Software Factory demonstrates a fully automated software development lifecycle where AI agents autonomously build, test, review, and deploy a Notion-like collaborative editing application called Memo over a two-week period. The project showcases how agents can handle the complete SDLC from planning through operations, achieving 88% of pull requests completed without human intervention. The system leverages multiple specialized automations running on scheduled triggers to handle different stages of development, integrating GitHub as the state engine and using observability tools like Sentry for automated incident response and bug fixing.
This case study documents a two-week public experiment in building what the team calls a “software factory” - a fully automated software development lifecycle powered by AI agents. The goal was to demonstrate that autonomous agents can handle the entire software development process from planning through operations, building a production-grade Notion-like collaborative editing application called Memo. The project was executed completely in the open with all code, automations, and metrics publicly available.
The Software Factory team approached this not as a claim that all software should be built this way today, but rather as an exploration of what’s possible at the extreme end of automation. The intention was to show different patterns for applying agents across the software development lifecycle so that organizations can adopt these approaches wherever their bottlenecks exist. A key design decision was to push everything to the extreme and do it publicly to address common questions about code quality and what the implementation actually looks like in practice.

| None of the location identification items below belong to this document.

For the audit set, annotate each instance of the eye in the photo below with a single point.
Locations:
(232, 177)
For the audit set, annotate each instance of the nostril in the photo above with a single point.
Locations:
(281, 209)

The application built during this experiment is Memo, a Notion-inspired collaborative editing tool with surprisingly deep functionality. The UI features a minimal design with recently visited pages, an all-pages view with filtering, a sidebar for pinned favorites, and the ability to create new pages and databases. The editor supports slash commands for inserting various block types including quotes, bullets, nested lists, and tables. Pages can have cover images and emoji icons, and the system includes workspace management features for inviting members and creating shared workspaces.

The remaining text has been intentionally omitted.